Our laboratory approaches these problems by focusing on conserved mechanisms of immune activation. The major hypothesis of our work is that the mechanisms that act in intestinal epithelial cells to distinguish pathogens from commensals have evolutionarily ancient origins, the fundamental principals of which can be elucidated using a simple model host. In nature, the genetically tractable soil nematode Caenorhabditis elegans consumes microorganisms for food and thus, their evolution has been shaped by interactions with microbial pathogens and ingested toxins. We therefore take advantage of the powerful molecular and genetic tools that are available in C. elegans and a human bacterial pathogen Pseudomonas aeruginosa that is also amenable to genetic manipulation, to define conserved mechanisms of pathogen detection and immune regulation.
These genetic, cell biological and molecular biological studies in C. elegans and Pseudomonas aeruginosa have: characterized a non-canonical pattern recognition system that intercepts pathogen-derived signals of growth and virulence to assess the relative threat of virulent bacteria (Immunity 2023); revealed that both pathogen infection and cholesterol deficiency activate the p38 immune signaling pathway in the intestine by inducing oligomerization and a phase transition of a key immune signaling regulator (eLife 2022); characterized an unexpected connection between neuronal development and innate immunity, which revealed that anti-pathogen defenses in the intestine are developmentally programmed (Cell Reports 2020); defined a mechanism that allows intestinal cells to counteract the pleiotropic consequences of aberrant immune activation and discovered a new immunometabolic phenotype of pathogen infection (PNAS 2019); uncovered a novel connection between lipid metabolism and host susceptibility to bacterial infection (PLOS Pathogens 2019); characterized a new mechanism of pathogen sensing in intestinal epithelial cells (PLOS Genetics 2019); and demonstrated that innate immune control in the intestine is required for the proper development of a metazoan host (G3 2016).We also received a Notice of Allowance on a U.S. Patent (Application 16/069,399, filed January 11, 2016) for our discovery that genetic inactivation of a cell surface receptor in nematodes triggers toxic immune hyperactivation, which we propose can be targeted to generate new anti-helminthic medications.

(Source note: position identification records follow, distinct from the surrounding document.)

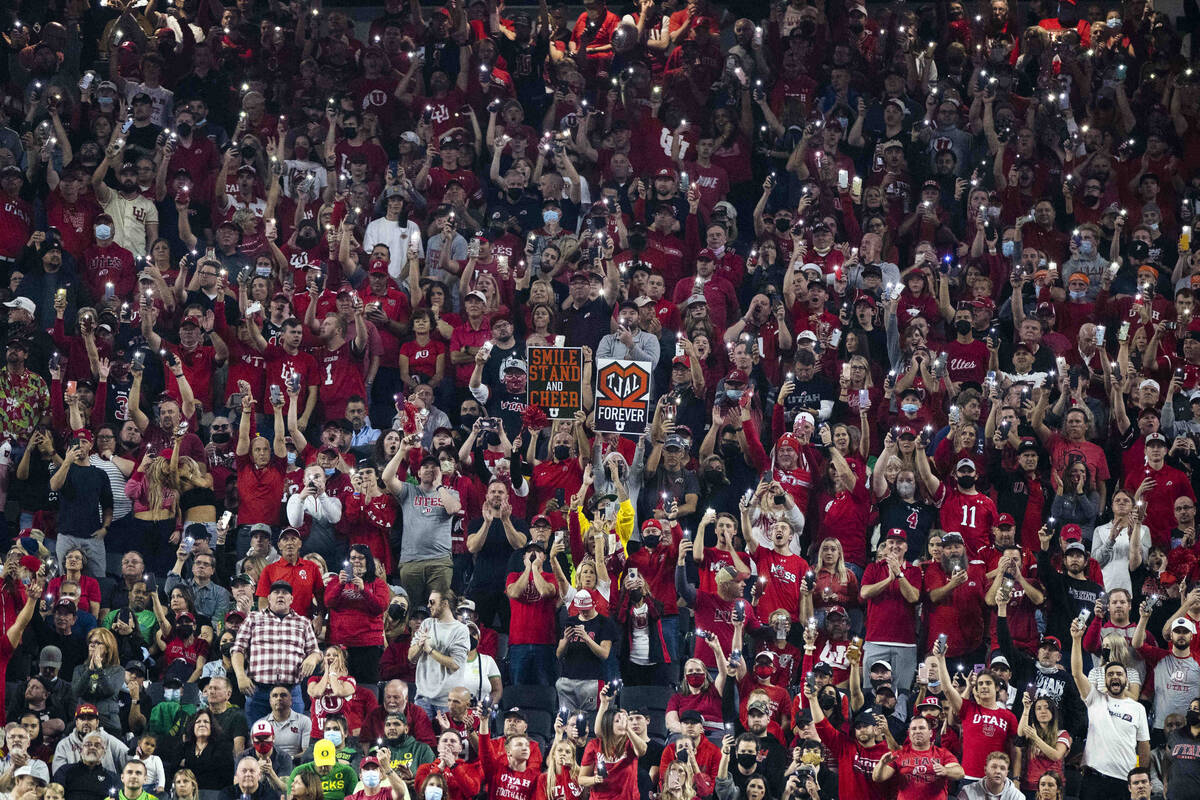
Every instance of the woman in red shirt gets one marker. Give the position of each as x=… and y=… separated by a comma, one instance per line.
x=424, y=356
x=561, y=781
x=610, y=762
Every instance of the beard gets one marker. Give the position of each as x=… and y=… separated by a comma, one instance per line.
x=951, y=561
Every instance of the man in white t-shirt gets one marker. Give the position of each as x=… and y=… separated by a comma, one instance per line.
x=1117, y=731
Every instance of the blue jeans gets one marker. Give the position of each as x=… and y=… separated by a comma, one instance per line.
x=532, y=663
x=258, y=704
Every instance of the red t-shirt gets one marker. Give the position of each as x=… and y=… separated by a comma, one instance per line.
x=261, y=491
x=533, y=615
x=984, y=731
x=971, y=515
x=855, y=762
x=915, y=773
x=889, y=617
x=622, y=773
x=341, y=378
x=960, y=614
x=781, y=588
x=304, y=577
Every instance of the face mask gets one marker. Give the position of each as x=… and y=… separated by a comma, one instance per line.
x=747, y=761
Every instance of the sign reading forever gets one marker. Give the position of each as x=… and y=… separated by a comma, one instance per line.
x=556, y=380
x=623, y=396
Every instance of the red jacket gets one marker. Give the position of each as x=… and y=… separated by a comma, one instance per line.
x=355, y=617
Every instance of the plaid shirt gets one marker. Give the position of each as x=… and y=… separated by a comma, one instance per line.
x=276, y=647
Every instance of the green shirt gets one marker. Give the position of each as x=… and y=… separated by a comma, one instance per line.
x=336, y=785
x=167, y=720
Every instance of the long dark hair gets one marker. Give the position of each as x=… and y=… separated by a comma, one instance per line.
x=363, y=549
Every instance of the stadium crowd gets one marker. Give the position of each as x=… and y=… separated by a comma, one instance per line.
x=911, y=513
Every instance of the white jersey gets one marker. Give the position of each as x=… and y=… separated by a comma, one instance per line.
x=1115, y=726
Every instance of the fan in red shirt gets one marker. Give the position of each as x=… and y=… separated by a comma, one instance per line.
x=340, y=362
x=954, y=590
x=610, y=761
x=987, y=725
x=857, y=756
x=923, y=770
x=966, y=510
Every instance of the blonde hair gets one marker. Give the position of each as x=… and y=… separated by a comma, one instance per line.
x=839, y=569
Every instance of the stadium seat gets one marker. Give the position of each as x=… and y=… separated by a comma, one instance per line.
x=543, y=698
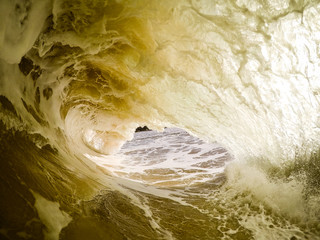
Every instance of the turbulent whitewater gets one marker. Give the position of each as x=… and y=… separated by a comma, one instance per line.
x=230, y=89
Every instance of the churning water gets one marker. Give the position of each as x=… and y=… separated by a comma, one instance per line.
x=230, y=88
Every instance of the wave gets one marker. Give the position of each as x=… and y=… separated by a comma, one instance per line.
x=78, y=77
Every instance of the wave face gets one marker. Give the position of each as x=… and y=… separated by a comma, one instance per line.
x=78, y=77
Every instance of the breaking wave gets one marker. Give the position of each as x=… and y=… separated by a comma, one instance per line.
x=78, y=77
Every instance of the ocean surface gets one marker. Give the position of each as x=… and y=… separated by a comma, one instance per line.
x=231, y=93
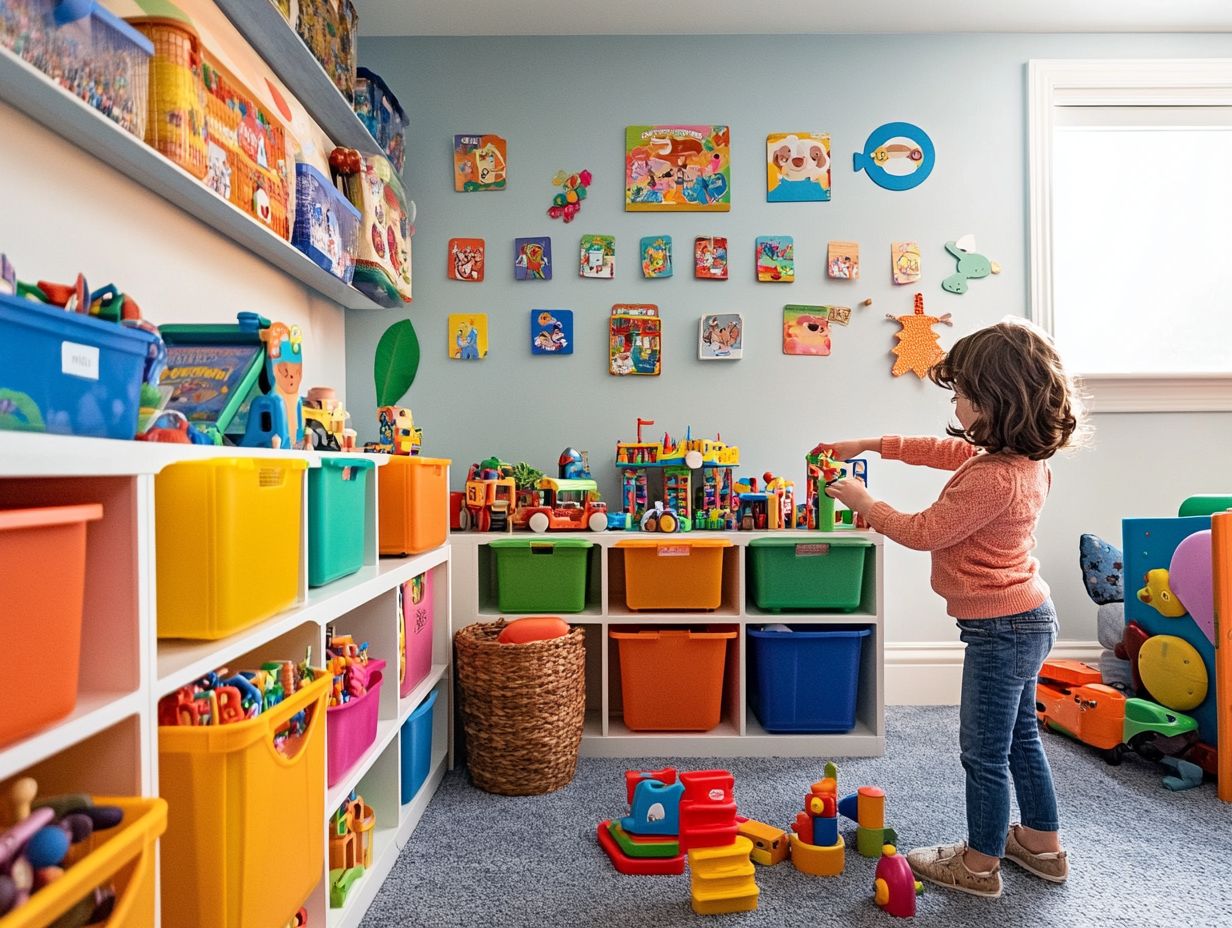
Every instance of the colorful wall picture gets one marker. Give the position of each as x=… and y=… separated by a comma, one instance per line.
x=551, y=332
x=478, y=163
x=657, y=256
x=636, y=340
x=466, y=259
x=721, y=337
x=710, y=258
x=806, y=330
x=897, y=155
x=674, y=168
x=797, y=166
x=906, y=261
x=598, y=256
x=532, y=258
x=776, y=259
x=843, y=260
x=468, y=337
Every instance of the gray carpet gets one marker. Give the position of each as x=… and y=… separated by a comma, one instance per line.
x=1140, y=855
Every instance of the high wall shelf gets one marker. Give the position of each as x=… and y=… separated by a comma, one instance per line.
x=109, y=744
x=738, y=732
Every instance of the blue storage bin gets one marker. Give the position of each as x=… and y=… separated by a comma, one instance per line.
x=417, y=748
x=327, y=226
x=807, y=679
x=68, y=374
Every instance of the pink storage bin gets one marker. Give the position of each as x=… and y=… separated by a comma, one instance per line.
x=417, y=619
x=351, y=727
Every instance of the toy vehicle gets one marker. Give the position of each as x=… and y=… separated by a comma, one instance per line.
x=568, y=505
x=1071, y=700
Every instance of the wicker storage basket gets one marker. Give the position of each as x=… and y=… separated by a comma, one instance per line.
x=522, y=709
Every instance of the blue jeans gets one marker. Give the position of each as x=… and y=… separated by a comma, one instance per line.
x=998, y=732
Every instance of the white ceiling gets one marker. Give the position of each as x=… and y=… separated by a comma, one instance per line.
x=641, y=17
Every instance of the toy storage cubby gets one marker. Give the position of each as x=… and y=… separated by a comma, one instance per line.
x=738, y=731
x=110, y=742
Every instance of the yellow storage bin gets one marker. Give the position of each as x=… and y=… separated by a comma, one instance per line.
x=673, y=573
x=243, y=846
x=122, y=857
x=228, y=544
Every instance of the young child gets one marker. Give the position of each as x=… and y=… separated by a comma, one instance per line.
x=1015, y=408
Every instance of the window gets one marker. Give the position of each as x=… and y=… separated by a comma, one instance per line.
x=1131, y=227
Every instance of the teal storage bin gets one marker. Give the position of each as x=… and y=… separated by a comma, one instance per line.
x=336, y=496
x=541, y=576
x=417, y=748
x=817, y=573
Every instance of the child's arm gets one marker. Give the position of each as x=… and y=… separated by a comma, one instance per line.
x=925, y=451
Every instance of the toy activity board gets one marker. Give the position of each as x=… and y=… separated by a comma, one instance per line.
x=598, y=256
x=466, y=259
x=776, y=259
x=721, y=338
x=468, y=337
x=797, y=168
x=710, y=258
x=678, y=168
x=478, y=163
x=656, y=256
x=806, y=329
x=636, y=340
x=532, y=258
x=551, y=332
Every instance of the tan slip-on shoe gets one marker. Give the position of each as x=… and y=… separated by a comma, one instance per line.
x=1052, y=866
x=943, y=865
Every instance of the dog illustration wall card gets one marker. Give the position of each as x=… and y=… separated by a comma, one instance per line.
x=721, y=337
x=466, y=259
x=797, y=166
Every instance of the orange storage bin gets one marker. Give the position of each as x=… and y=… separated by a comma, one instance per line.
x=243, y=844
x=414, y=498
x=42, y=590
x=672, y=573
x=122, y=857
x=672, y=679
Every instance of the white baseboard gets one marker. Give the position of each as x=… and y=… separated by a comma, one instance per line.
x=929, y=673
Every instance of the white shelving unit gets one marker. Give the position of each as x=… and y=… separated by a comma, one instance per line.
x=109, y=744
x=738, y=732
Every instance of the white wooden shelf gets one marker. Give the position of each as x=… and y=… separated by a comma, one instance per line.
x=43, y=100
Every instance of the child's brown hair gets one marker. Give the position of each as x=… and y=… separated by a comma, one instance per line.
x=1012, y=374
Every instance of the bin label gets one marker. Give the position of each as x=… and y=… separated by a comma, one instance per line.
x=79, y=360
x=813, y=550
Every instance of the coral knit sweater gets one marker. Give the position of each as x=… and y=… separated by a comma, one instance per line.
x=981, y=528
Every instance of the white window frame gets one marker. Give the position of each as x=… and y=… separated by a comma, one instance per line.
x=1153, y=81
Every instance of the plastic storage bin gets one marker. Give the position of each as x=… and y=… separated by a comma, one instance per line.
x=88, y=49
x=795, y=573
x=327, y=226
x=417, y=748
x=67, y=372
x=418, y=606
x=42, y=588
x=227, y=536
x=672, y=573
x=243, y=846
x=352, y=727
x=672, y=679
x=122, y=857
x=336, y=514
x=537, y=576
x=807, y=679
x=414, y=499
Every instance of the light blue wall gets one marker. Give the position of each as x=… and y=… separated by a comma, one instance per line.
x=564, y=102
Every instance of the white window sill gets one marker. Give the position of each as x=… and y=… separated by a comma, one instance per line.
x=1158, y=392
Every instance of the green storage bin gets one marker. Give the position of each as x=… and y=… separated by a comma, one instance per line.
x=336, y=497
x=540, y=576
x=818, y=573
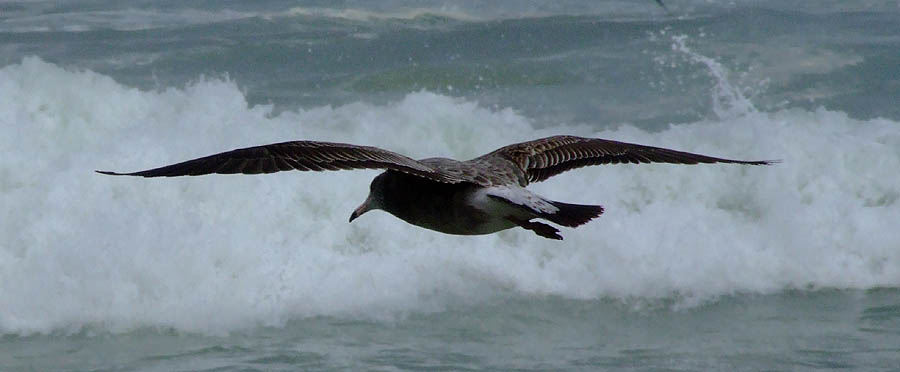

These studies have led us to focus on three principal areas of current interest: 1) Immune pathway activation in IECs by nuclear hormone receptors. Our data suggest that the expansion of the nuclear hormone family in C. elegans has been fueled, at least in part, by the roles of these proteins in the activation of host defense responses. 2) p38 MAP kinase innate immune signaling. We take cell and molecular biological approaches to characterize new mechanisms of regulation and function of this evolutionarily ancient immune regulatory pathway. 3) Lipid metabolism and immune activation. We are defining the genetic links between lipid metabolism and the activation of protective immune defenses.
Together, these efforts are uncovering fundamental principles of immune homeostasis involving conserved immune regulators that we are applying to mammalian biology using cell culture and mouse genetics.